4) A taxing agency has objected to the sale to preserve its lien.
5) The purchaser may be subject to an additional transfer tax due a city.
8174. RECEIPTS
Receipts should be prepared in duplicate for each parcel prior to the sale (form SCO 8-06 is suggested). All items for which information is available should be completed (M-8182).
8175. ASSISTANCE AT THE IN-PERSON AUCTION
The tax collector or his/her deputy shall conduct the sale (Rev. & Tax. Code §3706). Cashiers and support staff may be necessary if there are many properties to be sold. When cash sales are anticipated, measures to maintain adequate security may be initiated at the tax collector's discretion.
8176. ABSENT BIDDERS
This section was deleted on January 1, 2005.
8177. REDEMPTIONS
The tax collector should make arrangements to accept all redemptions tendered before the close of business on the last business day prior to the date the sale begins. Time permitting, the tax collector should verify that any personal checks submitted as payments will be honored by the bank. The tax collector may require that redemption payments made within a certain time before the sale be made in cash, money order, or cashier's check (Rev. & Tax. Code §3707(c)).
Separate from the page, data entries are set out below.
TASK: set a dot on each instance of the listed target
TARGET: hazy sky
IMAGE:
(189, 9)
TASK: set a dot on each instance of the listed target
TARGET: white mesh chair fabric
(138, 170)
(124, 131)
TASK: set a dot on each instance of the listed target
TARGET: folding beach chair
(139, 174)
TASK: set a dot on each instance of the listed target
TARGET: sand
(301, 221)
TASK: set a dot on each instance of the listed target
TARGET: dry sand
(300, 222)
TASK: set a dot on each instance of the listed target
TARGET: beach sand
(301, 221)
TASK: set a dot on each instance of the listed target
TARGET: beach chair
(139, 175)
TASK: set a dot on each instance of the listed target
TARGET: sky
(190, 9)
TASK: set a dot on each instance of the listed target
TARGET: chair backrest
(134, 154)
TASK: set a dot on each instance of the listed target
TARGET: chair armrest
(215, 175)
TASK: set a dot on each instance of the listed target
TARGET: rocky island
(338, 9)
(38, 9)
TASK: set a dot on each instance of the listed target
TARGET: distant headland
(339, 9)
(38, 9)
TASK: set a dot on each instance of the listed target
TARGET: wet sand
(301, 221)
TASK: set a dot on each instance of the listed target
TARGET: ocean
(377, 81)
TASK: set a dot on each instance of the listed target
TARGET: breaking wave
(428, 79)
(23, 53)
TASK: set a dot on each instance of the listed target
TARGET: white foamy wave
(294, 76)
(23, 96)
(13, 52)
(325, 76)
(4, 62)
8178. RECEIPT OF REDEMPTION PAYMENT
Any remittance sent by U.S. mail or personal delivery service must be received in the tax collector's office prior to the close of business on the last business day prior to the date the sale begins. If the remittance is not received by that time, the right of redemption terminates (Rev. & Tax. Code §3707). If a redemption payment is received after the deadline on property that is subsequently sold, the payment should be returned to the sender.
This expression of the law should not be confused with the timelines presumed when a postmark shows that a tax installment was deposited in the mail or when an air bill or packing slip shows that a tax installment was deposited with a personal delivery service before the delinquency deadline, even though it is not received by the county until sometime later (Rev. & Tax. Code §2512).
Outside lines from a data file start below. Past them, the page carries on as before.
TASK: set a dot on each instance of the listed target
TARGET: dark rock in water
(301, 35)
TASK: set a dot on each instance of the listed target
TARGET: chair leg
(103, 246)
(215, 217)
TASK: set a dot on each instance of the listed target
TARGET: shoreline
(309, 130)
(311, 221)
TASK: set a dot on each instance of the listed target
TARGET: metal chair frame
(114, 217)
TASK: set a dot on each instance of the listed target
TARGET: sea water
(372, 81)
A payment received in the tax collector's office before the time prescribed by law overturns a subsequent sale, unless the redemption check is not honored upon presentment. Therefore, it is important to screen all incoming mail and deliveries promptly just before an auction or other sale. If time permits, the tax collector should verify with the bank that a redemption check will be honored. If the redemption check is not honored, the redemptioner is liable to the county for (in addition to the amount owed) damages of three times the amount of the check, but in no case less than $100 nor more than $1,500 (M-1244 and M-8199).